Integration of Copy Number and Exome Sequence Data in a Queryable Database for the Investigation of ASDs

Background:  Although ASD has a significant genetic component, a heterogeneous etiology makes gene discovery complex. With the advent of efficient and affordable sequencing tools, genomic data is becoming widely available in public databases. Two data types of particular relevance for ASD investigation are copy number variants (CNVs) and whole exome sequence data. Exome sequence data has been previously shown to help identify causative genes and variations in complex disorders.  De novoCNVs have been found in dosage-sensitive regions, which are typically stable in healthy controls. Because of the heterogeneity of ASD, it is necessary to integrate CNV and exome sequence data to help identify candidate genes.

Objectives:  To develop a pilot queryable and scalable database for effective integration of whole exome sequence data and CNV data in order to identify additional genes and variants of interest in ASD.

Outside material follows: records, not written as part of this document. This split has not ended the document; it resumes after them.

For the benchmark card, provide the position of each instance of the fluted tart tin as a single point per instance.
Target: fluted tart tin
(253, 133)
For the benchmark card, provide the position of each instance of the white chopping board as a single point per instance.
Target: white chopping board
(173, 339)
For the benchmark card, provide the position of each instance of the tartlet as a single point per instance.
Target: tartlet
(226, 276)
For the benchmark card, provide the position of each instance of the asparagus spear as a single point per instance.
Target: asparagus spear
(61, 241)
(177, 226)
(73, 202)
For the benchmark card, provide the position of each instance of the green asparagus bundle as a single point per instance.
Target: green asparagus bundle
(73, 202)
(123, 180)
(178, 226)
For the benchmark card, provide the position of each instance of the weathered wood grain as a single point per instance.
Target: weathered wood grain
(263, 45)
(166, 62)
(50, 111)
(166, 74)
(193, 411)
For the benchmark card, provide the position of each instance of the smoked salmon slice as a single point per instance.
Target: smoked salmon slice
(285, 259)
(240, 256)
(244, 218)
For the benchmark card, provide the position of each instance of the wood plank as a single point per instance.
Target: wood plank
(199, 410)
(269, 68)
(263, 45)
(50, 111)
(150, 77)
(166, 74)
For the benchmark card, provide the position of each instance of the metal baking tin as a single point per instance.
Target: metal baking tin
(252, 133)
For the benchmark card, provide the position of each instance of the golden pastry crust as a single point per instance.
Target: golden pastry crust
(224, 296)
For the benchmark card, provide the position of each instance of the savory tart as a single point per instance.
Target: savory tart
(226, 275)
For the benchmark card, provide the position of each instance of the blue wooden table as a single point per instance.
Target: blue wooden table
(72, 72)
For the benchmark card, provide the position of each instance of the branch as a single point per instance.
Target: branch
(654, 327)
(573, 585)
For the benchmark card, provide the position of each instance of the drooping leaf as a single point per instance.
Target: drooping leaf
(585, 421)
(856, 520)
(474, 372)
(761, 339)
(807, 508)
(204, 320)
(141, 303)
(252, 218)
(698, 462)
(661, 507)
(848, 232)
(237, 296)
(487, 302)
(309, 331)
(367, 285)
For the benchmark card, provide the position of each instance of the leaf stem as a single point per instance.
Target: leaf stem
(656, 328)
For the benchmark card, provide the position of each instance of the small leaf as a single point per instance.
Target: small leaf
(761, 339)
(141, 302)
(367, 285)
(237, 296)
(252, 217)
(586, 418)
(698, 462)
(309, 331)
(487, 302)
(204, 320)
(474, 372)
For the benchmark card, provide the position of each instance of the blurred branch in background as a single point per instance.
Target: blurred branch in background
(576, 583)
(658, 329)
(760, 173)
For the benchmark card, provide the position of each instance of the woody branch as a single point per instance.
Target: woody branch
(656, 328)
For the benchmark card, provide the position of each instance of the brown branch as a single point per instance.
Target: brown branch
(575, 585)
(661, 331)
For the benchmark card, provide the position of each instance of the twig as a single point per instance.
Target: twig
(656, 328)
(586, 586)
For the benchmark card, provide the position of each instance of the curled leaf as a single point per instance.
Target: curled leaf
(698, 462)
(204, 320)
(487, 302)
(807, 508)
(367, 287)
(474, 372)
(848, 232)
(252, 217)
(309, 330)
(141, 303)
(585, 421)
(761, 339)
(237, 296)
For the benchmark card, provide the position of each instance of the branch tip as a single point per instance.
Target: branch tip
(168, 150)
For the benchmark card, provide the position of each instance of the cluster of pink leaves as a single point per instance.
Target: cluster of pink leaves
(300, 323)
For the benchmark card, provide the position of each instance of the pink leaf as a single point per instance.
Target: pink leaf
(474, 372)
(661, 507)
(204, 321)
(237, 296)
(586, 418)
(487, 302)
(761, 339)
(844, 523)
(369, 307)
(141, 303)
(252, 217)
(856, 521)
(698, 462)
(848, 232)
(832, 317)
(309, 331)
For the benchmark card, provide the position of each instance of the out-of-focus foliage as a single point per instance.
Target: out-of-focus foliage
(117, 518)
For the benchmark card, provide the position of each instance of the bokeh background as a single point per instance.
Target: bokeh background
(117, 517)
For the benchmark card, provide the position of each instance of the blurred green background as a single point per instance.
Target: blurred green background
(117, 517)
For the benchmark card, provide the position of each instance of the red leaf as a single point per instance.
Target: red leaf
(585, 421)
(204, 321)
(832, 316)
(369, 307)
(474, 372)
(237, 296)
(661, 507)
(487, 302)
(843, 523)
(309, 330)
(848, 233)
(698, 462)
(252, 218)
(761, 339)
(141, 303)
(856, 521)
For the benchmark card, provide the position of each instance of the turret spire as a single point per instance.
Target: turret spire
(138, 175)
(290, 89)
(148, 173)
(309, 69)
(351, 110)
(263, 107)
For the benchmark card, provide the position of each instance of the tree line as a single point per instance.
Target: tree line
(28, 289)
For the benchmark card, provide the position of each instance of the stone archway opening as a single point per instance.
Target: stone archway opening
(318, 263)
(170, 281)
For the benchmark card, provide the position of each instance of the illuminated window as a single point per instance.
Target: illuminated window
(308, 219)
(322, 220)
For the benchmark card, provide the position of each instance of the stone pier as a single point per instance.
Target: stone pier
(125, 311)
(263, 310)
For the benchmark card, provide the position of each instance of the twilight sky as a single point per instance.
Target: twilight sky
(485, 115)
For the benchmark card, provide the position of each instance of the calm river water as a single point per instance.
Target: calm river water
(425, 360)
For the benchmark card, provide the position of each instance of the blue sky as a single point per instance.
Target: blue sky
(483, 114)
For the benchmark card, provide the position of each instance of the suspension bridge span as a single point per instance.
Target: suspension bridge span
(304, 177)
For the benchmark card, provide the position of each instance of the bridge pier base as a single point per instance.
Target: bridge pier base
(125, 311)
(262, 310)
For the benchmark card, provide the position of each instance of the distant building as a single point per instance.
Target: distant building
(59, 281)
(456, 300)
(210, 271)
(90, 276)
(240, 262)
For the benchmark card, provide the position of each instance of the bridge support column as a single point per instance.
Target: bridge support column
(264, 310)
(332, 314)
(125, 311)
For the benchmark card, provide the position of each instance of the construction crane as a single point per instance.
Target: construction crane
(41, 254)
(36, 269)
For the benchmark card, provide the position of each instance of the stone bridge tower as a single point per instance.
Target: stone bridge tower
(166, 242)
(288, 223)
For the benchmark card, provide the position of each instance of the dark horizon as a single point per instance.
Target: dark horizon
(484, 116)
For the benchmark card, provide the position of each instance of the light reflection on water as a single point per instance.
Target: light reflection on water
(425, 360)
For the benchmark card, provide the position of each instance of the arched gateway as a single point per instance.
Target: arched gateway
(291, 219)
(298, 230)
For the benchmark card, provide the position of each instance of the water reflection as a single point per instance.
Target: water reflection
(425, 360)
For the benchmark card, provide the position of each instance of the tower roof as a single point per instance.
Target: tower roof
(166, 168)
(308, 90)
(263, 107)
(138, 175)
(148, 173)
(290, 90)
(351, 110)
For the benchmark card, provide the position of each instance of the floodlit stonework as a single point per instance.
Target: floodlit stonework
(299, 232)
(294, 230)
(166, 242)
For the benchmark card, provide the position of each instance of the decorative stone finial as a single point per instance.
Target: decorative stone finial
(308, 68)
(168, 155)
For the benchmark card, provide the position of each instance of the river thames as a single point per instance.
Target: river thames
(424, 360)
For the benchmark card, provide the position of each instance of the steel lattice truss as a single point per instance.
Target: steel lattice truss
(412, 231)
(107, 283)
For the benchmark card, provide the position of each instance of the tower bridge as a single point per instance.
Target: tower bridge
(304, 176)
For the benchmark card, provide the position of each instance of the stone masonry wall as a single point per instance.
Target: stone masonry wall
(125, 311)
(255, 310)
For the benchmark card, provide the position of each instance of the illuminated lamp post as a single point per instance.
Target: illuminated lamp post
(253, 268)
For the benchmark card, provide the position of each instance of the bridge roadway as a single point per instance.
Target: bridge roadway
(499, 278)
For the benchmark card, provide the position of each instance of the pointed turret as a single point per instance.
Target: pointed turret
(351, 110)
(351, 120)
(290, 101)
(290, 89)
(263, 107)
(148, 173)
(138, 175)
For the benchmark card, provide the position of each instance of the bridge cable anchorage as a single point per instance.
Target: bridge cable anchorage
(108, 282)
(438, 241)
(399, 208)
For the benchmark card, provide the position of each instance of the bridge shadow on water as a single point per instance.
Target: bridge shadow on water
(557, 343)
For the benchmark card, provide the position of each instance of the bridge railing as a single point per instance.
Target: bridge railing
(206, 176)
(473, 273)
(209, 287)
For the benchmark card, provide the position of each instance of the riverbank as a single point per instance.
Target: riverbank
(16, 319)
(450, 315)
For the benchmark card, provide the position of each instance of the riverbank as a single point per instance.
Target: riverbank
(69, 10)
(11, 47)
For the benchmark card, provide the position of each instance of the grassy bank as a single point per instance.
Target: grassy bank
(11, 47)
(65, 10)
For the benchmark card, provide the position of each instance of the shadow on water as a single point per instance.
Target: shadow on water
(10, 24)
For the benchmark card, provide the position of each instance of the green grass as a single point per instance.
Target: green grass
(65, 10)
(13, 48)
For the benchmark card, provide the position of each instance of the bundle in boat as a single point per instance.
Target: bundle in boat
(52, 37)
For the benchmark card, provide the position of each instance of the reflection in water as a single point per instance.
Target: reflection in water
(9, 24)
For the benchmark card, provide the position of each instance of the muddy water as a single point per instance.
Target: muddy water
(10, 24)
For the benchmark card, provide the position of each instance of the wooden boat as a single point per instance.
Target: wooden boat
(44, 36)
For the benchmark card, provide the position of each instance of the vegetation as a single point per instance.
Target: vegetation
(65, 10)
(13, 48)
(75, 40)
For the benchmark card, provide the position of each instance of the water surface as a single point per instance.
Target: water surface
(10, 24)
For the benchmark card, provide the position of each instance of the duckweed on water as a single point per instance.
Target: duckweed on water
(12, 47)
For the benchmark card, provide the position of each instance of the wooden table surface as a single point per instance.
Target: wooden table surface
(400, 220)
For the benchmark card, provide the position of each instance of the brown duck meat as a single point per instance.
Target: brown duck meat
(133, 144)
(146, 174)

Methods:  A pilot database was developed using available data for 24 probands—23 male and 1 female. Exome sequence data were variant-called with GATK and TrioCaller, exported to a variant call format (VCF), and annotated with ANNOVAR. The VCF contained information such as position, phased genotype, raw read depth, and multiple measures of deleteriousness and conservation. CNV calls were generated by CNVision using Illumina 1M array data and contained information including position, copy number, ancestry, gender, and the calling algorithm used for detection (PennCNV, GNOSIS, and/or QuantiSNP). A MySQL database with four relational tables containing all variant and proband data was developed. The database was queried for rare hemizygous deleterious variants by specifying SNVs with a minor allele frequency less than 5% and possibly deleterious LJB_PolyPhen2 scores which are within areas of CNV deletion.

Results:  Eight rare hemizygous and putative deleterious SNVs were found in the population. Three of the eight (rs59056023, rs17844333, rs115218749) were found in CNV deletion regions within the gene PCDHA9, encoding protocadherin alpha 9. By issuing further queries, it was determined that nine of the 24 individuals (37.5%) have at least one region of deletion within the PCDHA9 gene.

Conclusions:  Through this investigation of rare, hemizygous deleterious variants in ASD probands, we present an efficient approach for effectively integrating different data types and demonstrate that the approach is simple, although robust with even a small sample of data. Database queries are easily customizable for multiple parameters, such as deleteriousness, copy number, conservation, exonic function, MAF, among others. Our initial application of the methodology suggests a further need for investigation into the characterization of rare SNVs within CNV regions. Further attention to PCDHA9 is warranted, especially given its predicted role in establishing and maintaining neuronal cell-cell connections. Other applications of this database framework and integration of additional types of genomic and phenotypic data for ASD investigation will be considered as future directions.